Altocumulus clouds are generally associated with settled weather and will normally appear white or grey with shading.
- Height of base: 7,000 - 18,000 ft
- Shape: Bands or areas of individual cells
- Latin: altum - height; cumulus - heap
- Precipitation: None on its own
What are altocumulus clouds?
Altocumulus clouds are small mid-level layers or patches of clouds, called cloudlets, which most commonly exist in the shape of rounded clumps. There are many varieties of altocumulus, however, meaning they can appear in a range of shapes. Altocumulus are made up of a mix of ice and water, giving them a slightly more ethereal appearance than the big and fluffy lower level cumulus.
How do altocumulus clouds form?
Altocumulus clouds can form in several ways, such as;
- Formation through the breakup of altostratus
- The lifting of moist air pockets which are cooled by gentle turbulence
- Mountainous terrain producing atmospheric waves from which clouds can form.
The presence of shading can help tell the difference between altocumulus and cirrocumulus. Cirrocumulus clouds are white and tiny, but altocumulus clouds can be white or grey with shaded sides.
What weather is associated with altocumulus clouds?
Mostly found in settled weather, altocumulus clouds are usually composed of droplets, but may also contain ice crystals. Precipitation from these clouds is rare, but even if rain does fall it doesn't reach the ground. This precipitation can be seen in the form of virga, where the rain is re-evaporated before reaching the surface.
How do we categorise altocumulus clouds?
Altocumulus clouds are one of the most diverse cloud types and have many different 'species'.
The most common type of altocumulus, looking like flat-bottomed puffy clouds packed tightly together but separated by small rivers of sky. These can sometimes extend over the whole sky but are more common in smaller patches.
One of the most spectacular cloud types, altocumulus lenticularis (also known as lenticular clouds) are lens-shaped clouds that form over hilly areas. Sometimes referred to as 'spaceship clouds' they often resemble the shape of a UFO.

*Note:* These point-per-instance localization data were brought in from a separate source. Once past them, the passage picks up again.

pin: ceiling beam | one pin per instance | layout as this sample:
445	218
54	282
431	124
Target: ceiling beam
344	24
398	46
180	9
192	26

An indicator of instability, altocumulus castellanus towers can lead to the formation of cumulonimbus thunderstorms. These are more puffy looking and are taller than they are wide, making them stand out from other altocumulus varieties.
Often spotted alongside altocumulus castellanus, altocumulus floccus is made up of slightly smaller, more ragged cloudlets. These are often found with virga clouds hanging below.
What supplementary features are associated with altocumulus clouds?
Being a highly varied cloud type there are many features often associated with altocumulus. As previously mentioned, virga is known to regularly hang from the bases of altocumulus clouds, making for a jellyfish-like appearance. Taking this up a level, a fallstreak hole looks like a hole has been punched right through an altocumulus stratiformis layer.